Fields said WHG may argue that the dune has well-established vegetation (which helps hold the sand in place); that the Army Corps has a 50-year maintenance plan (although it’s based on available funding); and that the dune has already protected the town.
“We would want to develop some really strong rationale for why the dune should be considered,” Fields said. “We have done a fair amount of thinking about this at the office … and we feel like we can support that appeal. There’s no guarantee that FEMA will accept it.”
South Bethany could argue that FEMA treated them differently from neighboring towns with similar topography. But FEMA could turn around and fix any errors in neighboring maps, which won’t help South Bethany, Fields said.
Next step in the appeal
Despite the unexpected results, the town council didn’t hesitate when voting unanimously to direct WHG to officially develop a strategy of appeal. This is Task 3 of the process, costing $3,790.
“We have science and reality to consider here. The dune has done its job and protected us well in storms, and that is our reality. The FEMA science does not want to consider the reality of our dune. Hopefully, we strike a balance where reality and science can coexist,” wrote Mayor Pat Voveris in an email after the meeting.
“I trust the WHG to put forth thorough and exhaustive efforts on behalf of our town,” she added. “This may well be a pioneering effort for FEMA consideration.”

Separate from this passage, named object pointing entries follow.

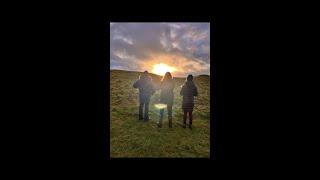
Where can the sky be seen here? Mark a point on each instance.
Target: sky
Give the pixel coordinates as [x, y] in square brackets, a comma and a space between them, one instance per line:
[183, 47]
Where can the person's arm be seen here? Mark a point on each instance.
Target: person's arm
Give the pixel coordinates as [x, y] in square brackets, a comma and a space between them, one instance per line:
[195, 93]
[182, 90]
[136, 84]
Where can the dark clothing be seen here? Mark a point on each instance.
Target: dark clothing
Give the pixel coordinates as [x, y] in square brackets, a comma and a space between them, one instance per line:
[144, 106]
[188, 91]
[185, 117]
[166, 94]
[166, 97]
[169, 108]
[146, 89]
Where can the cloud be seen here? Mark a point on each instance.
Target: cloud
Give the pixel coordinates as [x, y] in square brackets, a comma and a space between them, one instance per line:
[137, 46]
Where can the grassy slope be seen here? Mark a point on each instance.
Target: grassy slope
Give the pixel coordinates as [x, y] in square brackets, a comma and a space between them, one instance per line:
[132, 138]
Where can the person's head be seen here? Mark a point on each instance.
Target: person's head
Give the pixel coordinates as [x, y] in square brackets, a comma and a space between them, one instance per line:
[167, 77]
[190, 77]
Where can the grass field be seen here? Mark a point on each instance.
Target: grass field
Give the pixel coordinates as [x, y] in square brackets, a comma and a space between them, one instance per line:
[132, 138]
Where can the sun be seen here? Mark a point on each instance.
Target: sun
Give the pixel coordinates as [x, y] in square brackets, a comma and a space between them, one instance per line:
[161, 69]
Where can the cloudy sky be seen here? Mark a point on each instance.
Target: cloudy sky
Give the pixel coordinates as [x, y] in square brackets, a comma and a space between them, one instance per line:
[139, 46]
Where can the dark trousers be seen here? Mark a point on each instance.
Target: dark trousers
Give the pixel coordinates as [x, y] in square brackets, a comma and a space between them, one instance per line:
[144, 105]
[169, 108]
[185, 117]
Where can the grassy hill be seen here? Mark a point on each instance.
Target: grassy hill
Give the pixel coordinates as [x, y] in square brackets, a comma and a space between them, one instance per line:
[132, 138]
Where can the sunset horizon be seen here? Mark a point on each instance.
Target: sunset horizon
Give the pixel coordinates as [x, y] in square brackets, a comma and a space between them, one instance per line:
[178, 48]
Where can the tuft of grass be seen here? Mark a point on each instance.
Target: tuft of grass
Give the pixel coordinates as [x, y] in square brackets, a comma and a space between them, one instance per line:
[132, 138]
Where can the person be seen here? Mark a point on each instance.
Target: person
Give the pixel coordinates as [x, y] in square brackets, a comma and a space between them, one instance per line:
[166, 97]
[146, 90]
[188, 91]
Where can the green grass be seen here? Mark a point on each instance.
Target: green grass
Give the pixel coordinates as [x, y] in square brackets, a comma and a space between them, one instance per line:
[132, 138]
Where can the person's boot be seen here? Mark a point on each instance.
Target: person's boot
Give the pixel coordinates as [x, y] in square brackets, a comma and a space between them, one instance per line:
[159, 124]
[170, 122]
[141, 111]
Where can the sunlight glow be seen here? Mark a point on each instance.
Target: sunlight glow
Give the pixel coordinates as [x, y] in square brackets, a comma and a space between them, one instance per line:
[161, 69]
[160, 106]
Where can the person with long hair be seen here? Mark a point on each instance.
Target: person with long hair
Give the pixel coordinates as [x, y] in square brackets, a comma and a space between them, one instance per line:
[146, 89]
[188, 91]
[166, 97]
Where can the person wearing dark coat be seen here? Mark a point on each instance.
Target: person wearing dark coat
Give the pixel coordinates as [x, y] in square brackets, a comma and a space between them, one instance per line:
[146, 90]
[188, 91]
[166, 97]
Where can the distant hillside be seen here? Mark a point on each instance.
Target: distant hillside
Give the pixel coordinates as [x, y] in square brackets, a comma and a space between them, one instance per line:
[132, 138]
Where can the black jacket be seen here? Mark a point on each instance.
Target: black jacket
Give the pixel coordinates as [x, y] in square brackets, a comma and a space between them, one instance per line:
[166, 94]
[188, 91]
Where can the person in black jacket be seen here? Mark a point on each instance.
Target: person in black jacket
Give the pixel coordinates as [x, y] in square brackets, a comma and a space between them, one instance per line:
[188, 91]
[146, 90]
[166, 97]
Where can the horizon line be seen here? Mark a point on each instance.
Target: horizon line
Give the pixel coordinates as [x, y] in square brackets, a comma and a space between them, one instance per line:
[154, 73]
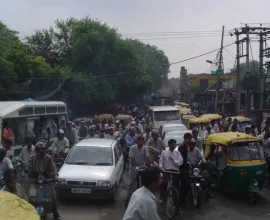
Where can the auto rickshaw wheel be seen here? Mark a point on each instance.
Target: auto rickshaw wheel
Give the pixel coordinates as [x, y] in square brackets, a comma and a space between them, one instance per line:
[253, 198]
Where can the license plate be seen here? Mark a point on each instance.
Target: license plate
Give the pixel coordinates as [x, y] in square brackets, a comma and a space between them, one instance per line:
[80, 190]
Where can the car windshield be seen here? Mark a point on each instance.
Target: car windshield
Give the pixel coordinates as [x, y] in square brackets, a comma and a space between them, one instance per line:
[246, 151]
[179, 137]
[90, 155]
[166, 116]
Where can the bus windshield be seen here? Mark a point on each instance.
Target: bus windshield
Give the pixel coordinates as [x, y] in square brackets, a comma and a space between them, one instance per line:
[246, 151]
[166, 115]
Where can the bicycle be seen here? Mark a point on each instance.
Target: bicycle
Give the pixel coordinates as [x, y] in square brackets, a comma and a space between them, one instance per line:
[171, 199]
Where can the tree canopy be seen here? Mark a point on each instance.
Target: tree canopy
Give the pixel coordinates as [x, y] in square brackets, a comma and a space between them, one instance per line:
[86, 59]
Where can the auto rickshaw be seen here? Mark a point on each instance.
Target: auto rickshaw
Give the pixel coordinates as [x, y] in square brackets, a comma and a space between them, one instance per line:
[125, 118]
[236, 163]
[104, 117]
[211, 116]
[193, 121]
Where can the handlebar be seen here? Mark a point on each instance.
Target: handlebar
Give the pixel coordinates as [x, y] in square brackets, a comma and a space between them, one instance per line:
[170, 171]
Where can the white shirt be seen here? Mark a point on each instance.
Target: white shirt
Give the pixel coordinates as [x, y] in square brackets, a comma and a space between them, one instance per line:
[166, 164]
[206, 134]
[4, 165]
[142, 206]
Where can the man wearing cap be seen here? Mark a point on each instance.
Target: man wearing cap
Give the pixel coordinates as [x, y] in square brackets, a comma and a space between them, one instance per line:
[61, 143]
[83, 130]
[71, 134]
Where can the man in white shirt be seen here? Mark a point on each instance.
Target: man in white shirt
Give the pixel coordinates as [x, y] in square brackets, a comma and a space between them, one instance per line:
[170, 160]
[142, 205]
[208, 132]
[27, 151]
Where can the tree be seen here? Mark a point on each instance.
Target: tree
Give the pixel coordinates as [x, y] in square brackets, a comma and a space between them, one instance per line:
[17, 64]
[154, 62]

In December, the town council will vote on whether to submit the appeal, based on WHG’s likelihood of success. If so, WHG will officially write and submit the appeal in Task 4, which costs $7,280.
Task 1 was WHG’s Army Corps dune study, which didn’t produce the apples-to-apples maps they hoped would translate easily into a new FIRM. Task 2 was the modeling and flood zone mapping.
South Bethany is currently operating under the previous 2005 FIRM. After FEMA resolves any appeals submitted by the Town or individuals, (which could take months), it will issue a new Notice of Final Determination. Six months later, the new maps could be enacted, as early as summer of 2016. The final FIRM will have an impact on home owners’ flood insurance rates.
The next regular town council meeting is Friday, Dec. 4, at 7 p.m.